According to Samoan oral tradition, Tonga was once under the dominion of the Tui Manu'a and paid tribute to the revered paramount chief. In the tenth century this dominance waned and eventually supplanted by the Tuʻi Tonga Empire. While Manu'a under the Tui Manu'a remained independent, the rest of Samoa paid tribute to the Tu'i Tonga. In the thirteenth century Talakaifaiki brought Samoa under his direct control, and established a capital at Safotu on the island of Savaiʻi. He was later driven out by the progenitors of the Malietoa dynasty. Despite this successful rebellion intermarriages between Tongan and Samoan chiefly lines continued, and Ngata, the progenitor of the current Tonga royal dynasty, the Tuʻi Kanokupolu, was of Samoan descent.

In the nineteenth century, European great powers fought over the division of the region, and Samoa was colonised by the Germans, which was then occupied by New Zealand during the First World War. Tonga was placed under British protection for 70 years.

==Modern relations==

Tonga has no formally agreed maritime boundary with Samoa. Talks on the issue were supposed to be finalised in 2019.

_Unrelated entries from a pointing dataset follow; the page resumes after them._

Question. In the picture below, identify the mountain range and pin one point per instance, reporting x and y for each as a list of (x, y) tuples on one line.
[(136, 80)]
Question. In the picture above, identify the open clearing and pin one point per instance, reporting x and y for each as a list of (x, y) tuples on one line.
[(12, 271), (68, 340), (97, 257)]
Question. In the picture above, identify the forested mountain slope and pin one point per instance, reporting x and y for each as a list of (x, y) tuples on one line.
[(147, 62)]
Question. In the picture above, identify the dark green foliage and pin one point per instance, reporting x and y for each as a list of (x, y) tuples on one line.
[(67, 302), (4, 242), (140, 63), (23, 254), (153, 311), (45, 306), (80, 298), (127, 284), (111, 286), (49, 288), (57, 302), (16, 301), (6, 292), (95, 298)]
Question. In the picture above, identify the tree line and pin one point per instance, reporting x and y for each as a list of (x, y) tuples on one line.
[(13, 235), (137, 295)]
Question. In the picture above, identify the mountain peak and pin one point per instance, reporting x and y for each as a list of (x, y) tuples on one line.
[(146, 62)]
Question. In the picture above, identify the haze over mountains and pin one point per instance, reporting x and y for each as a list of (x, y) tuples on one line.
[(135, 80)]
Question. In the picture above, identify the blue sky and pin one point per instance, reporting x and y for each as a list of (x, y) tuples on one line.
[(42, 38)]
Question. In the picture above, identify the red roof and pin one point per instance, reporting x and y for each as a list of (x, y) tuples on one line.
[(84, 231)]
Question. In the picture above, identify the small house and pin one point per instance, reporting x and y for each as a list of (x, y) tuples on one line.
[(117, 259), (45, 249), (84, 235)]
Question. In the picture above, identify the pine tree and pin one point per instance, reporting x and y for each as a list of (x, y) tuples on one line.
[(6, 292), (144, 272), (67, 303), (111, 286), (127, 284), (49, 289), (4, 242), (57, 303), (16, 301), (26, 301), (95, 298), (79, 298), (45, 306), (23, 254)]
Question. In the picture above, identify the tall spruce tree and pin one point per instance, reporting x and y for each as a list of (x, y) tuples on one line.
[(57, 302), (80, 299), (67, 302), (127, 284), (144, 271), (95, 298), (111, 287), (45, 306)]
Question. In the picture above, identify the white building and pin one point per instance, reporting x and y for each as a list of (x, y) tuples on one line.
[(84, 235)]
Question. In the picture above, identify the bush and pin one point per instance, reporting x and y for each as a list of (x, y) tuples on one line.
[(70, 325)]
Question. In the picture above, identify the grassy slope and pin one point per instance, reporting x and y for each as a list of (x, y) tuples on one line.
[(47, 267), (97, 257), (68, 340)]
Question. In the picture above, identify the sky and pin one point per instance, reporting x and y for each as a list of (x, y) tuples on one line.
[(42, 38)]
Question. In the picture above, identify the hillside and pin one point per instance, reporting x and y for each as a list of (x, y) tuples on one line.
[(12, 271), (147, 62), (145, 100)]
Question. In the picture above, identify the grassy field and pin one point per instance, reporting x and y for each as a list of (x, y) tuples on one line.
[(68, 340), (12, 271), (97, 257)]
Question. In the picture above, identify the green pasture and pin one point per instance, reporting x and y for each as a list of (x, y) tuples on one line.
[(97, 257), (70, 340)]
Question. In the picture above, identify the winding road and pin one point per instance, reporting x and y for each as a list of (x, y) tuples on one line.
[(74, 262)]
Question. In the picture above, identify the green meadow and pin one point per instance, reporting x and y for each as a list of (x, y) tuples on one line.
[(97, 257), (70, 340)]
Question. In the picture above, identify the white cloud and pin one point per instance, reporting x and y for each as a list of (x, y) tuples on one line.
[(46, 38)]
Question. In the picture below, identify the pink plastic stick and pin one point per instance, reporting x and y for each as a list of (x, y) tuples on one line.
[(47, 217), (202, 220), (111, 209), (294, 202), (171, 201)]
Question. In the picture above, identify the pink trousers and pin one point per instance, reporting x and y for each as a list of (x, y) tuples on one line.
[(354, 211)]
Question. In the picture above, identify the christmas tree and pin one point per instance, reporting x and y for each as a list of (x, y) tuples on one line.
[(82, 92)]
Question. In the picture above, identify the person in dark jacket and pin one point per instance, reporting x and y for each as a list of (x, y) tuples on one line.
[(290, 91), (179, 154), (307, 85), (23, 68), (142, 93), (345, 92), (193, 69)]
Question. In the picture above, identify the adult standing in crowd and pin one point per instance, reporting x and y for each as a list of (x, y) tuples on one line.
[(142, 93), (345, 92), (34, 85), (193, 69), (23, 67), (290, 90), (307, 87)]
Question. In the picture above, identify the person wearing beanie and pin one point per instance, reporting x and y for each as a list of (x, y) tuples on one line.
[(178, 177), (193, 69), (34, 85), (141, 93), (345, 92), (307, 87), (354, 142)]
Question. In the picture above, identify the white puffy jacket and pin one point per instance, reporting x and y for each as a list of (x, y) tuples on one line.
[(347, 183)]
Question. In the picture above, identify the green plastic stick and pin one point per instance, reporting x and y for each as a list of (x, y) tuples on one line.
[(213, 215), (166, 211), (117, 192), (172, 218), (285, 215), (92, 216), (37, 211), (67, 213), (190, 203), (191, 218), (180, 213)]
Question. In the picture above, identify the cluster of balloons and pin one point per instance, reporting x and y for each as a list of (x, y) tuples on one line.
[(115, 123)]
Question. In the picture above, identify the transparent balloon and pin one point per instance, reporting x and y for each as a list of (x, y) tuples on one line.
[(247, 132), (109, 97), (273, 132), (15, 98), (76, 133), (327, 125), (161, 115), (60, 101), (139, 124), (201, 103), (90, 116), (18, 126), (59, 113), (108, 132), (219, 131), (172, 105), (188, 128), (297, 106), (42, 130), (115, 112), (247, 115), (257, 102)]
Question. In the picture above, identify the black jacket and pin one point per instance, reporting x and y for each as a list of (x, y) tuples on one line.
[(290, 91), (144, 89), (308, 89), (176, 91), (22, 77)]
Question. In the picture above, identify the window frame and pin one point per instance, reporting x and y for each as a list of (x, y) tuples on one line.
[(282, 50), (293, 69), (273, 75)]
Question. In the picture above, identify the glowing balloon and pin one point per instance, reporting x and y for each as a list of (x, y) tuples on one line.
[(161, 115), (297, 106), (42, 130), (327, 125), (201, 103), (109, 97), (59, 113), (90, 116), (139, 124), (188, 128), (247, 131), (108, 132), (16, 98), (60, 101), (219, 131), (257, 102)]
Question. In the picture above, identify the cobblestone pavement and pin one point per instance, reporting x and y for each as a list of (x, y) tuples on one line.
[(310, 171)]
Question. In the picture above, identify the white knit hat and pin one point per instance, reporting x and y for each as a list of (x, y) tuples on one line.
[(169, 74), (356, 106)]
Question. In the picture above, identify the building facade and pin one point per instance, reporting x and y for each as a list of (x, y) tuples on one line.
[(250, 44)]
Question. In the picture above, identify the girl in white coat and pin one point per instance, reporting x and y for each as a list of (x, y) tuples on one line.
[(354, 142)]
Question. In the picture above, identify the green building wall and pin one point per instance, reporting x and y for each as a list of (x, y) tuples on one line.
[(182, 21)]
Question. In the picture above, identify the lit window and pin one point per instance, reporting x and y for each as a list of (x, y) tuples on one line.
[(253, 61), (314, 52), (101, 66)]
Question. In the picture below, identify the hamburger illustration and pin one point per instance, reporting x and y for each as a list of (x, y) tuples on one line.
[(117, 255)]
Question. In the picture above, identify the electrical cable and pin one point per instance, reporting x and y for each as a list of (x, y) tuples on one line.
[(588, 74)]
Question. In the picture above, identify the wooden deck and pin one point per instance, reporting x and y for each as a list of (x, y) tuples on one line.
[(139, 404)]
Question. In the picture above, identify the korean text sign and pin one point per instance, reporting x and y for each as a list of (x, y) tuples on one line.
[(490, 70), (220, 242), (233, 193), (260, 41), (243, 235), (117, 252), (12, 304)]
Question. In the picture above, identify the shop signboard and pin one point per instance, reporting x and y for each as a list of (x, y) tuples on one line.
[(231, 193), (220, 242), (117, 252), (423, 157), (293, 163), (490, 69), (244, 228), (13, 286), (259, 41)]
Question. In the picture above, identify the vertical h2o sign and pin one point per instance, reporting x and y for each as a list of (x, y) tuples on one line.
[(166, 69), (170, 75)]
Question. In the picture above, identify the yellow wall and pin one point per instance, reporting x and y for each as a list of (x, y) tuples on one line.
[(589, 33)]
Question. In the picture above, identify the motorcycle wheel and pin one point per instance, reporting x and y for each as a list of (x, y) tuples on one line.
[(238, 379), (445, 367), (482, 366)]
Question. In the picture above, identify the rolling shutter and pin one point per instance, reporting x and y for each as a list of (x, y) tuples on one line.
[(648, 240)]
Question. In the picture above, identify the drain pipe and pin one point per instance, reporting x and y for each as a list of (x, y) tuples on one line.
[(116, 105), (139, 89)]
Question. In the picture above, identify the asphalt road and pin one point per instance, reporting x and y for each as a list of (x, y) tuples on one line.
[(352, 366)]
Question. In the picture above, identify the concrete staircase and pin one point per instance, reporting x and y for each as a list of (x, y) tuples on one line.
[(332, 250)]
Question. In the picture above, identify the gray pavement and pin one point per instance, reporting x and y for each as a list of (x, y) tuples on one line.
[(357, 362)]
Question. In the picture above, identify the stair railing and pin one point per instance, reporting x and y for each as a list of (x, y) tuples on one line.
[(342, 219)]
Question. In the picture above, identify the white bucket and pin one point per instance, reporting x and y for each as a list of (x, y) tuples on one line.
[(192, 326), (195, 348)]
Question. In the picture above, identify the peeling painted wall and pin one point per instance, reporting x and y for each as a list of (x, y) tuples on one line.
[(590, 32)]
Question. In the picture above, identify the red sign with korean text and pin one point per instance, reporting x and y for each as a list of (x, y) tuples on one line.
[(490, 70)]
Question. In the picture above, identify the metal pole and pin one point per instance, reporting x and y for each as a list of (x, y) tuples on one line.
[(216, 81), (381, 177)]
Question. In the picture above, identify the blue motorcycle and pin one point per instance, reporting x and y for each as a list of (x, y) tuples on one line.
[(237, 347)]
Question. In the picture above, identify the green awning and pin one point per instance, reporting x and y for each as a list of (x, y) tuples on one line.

In September 2017, acting Tongan Prime Minister ʻAkilisi Pōhiva visited Apia with a Tongan delegation for a Pacific Islands Forum meeting.

In November 2022, Samoa's O le Ao o le Malo Tuimalealiʻifano Vaʻaletoʻa Sualauvi II visited Nukuʻalofa in order to preside over a University of the South Pacific graduation ceremony in his role as USP chancellor. While there he paid a formal visit to Tongan Prime Minister Siaosi Sovaleni.